[gmx-users] Reading XTC files from fortran90
Mark Abraham
Mark.Abraham at anu.edu.au
Mon Oct 1 18:35:49 CEST 2007
Jones de Andrade wrote:
> >From .gro or .pdb file in the standard way.
>
> > number of molecules types,
> No
> > number of molecules of each type,
> No
> > number of atoms of each molecule type,
> No
>
>
> I think those three can become yes in a really easy way: some kind of
> "state machine" would easily do the trick and "count" them properly.
Yes, but now you have to infer molecule changes from residue name
changes, which is doable, but messy.
> > coordinates,
> Yes
>
>
> From .xtc or .pdb file.
>
> charges
> Yes, if you use the right editconf option
> and masses on a .pdb file, correct?
> No.
>
>
> Only modifying editconf to print those in a adapted .pdb file, throw a
> file conversion and much disk space "wasted". Or I can learn exactly
> from editconf how to read it from .tpr or .top (I guess it takes from
> these files the atomic charges when needed) and adapt into my codes.
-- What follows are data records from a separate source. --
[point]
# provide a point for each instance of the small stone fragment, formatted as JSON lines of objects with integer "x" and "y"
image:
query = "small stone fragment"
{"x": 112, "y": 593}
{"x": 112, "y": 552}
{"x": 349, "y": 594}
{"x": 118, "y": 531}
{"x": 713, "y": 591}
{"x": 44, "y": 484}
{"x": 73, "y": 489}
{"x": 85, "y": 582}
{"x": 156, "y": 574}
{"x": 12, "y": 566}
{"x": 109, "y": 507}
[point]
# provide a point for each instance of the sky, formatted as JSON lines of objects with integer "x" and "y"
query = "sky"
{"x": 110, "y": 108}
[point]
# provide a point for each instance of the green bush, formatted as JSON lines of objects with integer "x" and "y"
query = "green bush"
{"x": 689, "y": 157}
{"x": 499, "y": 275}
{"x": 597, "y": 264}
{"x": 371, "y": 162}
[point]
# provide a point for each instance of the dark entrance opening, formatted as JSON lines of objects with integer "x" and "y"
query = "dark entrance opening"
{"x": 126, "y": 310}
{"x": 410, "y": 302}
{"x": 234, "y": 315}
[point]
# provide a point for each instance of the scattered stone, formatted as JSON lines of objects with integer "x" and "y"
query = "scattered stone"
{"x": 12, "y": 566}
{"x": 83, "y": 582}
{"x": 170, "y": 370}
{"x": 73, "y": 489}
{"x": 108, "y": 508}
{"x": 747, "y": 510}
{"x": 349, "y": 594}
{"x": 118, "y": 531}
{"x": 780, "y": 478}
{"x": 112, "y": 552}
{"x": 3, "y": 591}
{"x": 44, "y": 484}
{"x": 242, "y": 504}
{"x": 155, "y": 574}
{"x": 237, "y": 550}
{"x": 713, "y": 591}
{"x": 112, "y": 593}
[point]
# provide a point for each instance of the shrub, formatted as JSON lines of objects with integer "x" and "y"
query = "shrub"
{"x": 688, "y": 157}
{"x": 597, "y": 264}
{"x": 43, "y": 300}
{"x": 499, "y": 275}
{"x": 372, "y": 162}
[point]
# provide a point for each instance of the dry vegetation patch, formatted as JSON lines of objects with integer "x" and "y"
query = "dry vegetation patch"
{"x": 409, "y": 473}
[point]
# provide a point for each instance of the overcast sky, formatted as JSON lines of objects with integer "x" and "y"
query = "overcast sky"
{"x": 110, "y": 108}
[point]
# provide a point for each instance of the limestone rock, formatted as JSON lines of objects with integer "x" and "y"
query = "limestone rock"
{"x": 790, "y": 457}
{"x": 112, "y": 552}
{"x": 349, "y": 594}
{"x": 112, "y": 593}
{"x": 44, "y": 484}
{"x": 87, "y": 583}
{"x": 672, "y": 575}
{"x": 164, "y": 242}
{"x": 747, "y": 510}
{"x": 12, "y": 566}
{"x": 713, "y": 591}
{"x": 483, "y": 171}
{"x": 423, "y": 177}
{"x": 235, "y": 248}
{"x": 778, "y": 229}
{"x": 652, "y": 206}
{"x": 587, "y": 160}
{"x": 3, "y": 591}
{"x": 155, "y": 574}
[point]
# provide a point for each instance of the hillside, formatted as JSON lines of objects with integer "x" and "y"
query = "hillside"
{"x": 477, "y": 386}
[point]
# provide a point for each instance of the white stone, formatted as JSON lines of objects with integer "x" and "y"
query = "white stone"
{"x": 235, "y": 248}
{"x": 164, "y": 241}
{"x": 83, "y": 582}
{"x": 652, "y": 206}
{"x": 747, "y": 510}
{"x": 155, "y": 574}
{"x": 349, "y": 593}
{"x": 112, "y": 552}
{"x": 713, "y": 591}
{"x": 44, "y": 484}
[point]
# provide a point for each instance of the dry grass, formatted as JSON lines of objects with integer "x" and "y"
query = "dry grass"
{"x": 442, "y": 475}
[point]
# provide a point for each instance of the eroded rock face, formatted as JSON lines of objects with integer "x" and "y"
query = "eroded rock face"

The point of editconf is to feed your system *one* pdb structure with
atom names, charges and/or whatever - it would be easy to modify
editconf to write masses in one column and charges in another. You rely
on the user to then supply a .xtc file that corresponds to that .pdb, in
the same way that most of the GROMACS analysis tools accept an .xtc and
various subsets of the possible structure files. You don't convert your
.xtc to a .pdb trajectory, because that would be immensely wasteful, and
the static information of the names, masses and charges doesn't vary
with time under the MD approximation.
> If you use the editconf suggestion to get charges, you don't need to
> read a .tpr file.
>
>
> But then or I get locked into the problem of generality of having too
> much disk usage. But that idea will be also usefull to learn how to read
> the masses and charges from .tpr files.
Easier is to hack editconf as described above.